Considering these risks, it will be these network-dense facilities and flexibly designed assets in key availability zones that offer the most outsized risk-adjusted returns. These remain critical for cloud and connectivity demand, while poor site selection increasingly risks creating stranded assets.
The investment case for data centres is undeniable, though investors must be diligent in how they allocate to the sector. Cloud-oriented sites will continue to be reliably valuable assets, and considered investors will be those who prioritise location over hype. There are solutions out there, and the winners of the digital infrastructure boom will be those who keep their ears to the ground and pay close attention to the real drivers of momentum.

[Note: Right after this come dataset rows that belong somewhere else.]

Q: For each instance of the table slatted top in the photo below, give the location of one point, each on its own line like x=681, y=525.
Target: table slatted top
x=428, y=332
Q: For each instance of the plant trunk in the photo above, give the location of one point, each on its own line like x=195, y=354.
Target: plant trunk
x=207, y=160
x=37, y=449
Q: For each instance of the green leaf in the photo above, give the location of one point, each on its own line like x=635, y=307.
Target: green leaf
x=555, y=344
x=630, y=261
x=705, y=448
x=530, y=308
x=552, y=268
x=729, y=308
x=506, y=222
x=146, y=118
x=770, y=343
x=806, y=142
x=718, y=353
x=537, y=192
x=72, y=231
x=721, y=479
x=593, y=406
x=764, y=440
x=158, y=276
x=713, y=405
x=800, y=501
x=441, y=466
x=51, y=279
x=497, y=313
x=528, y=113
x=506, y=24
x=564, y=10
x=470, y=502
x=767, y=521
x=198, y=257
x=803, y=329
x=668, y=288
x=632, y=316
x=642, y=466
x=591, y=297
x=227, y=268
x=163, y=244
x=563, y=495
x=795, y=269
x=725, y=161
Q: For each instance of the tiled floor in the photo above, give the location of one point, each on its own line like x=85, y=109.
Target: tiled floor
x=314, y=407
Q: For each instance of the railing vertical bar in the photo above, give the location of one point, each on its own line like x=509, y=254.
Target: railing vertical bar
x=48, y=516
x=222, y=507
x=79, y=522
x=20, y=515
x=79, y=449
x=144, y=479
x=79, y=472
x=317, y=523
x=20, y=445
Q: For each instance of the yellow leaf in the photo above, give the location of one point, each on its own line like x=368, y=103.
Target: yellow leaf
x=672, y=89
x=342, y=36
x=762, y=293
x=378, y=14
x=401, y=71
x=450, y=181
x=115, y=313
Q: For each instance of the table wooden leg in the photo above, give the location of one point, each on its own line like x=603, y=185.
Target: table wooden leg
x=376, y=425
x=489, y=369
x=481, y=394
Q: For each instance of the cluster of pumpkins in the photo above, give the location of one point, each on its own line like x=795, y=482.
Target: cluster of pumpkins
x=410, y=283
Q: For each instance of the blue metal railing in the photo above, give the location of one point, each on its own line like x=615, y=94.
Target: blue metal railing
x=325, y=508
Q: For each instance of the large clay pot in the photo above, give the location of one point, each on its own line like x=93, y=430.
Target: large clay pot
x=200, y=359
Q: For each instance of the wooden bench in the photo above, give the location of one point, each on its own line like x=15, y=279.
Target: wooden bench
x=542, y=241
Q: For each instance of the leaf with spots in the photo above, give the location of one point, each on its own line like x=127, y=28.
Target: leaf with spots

Sebastian Dooley, Senior Fund Manager, Principal Asset Management – Sebastian is the Senior Fund Manager covering the European Data Centre sector at Principal and is based in London having joined in February 2017. Previously he was responsible for managing a pan-European logistics separate account and was the Assistant Fund Manager for the Principal European Core Strategy. Prior to joining Principal, Sebastian worked in the Corporate Finance department of Telereal Trillium where he analysed M&A and current portfolio opportunities. Sebastian holds a Masters in Natural Sciences – Physics and Economics from Durham University and is a CFA® charterholder.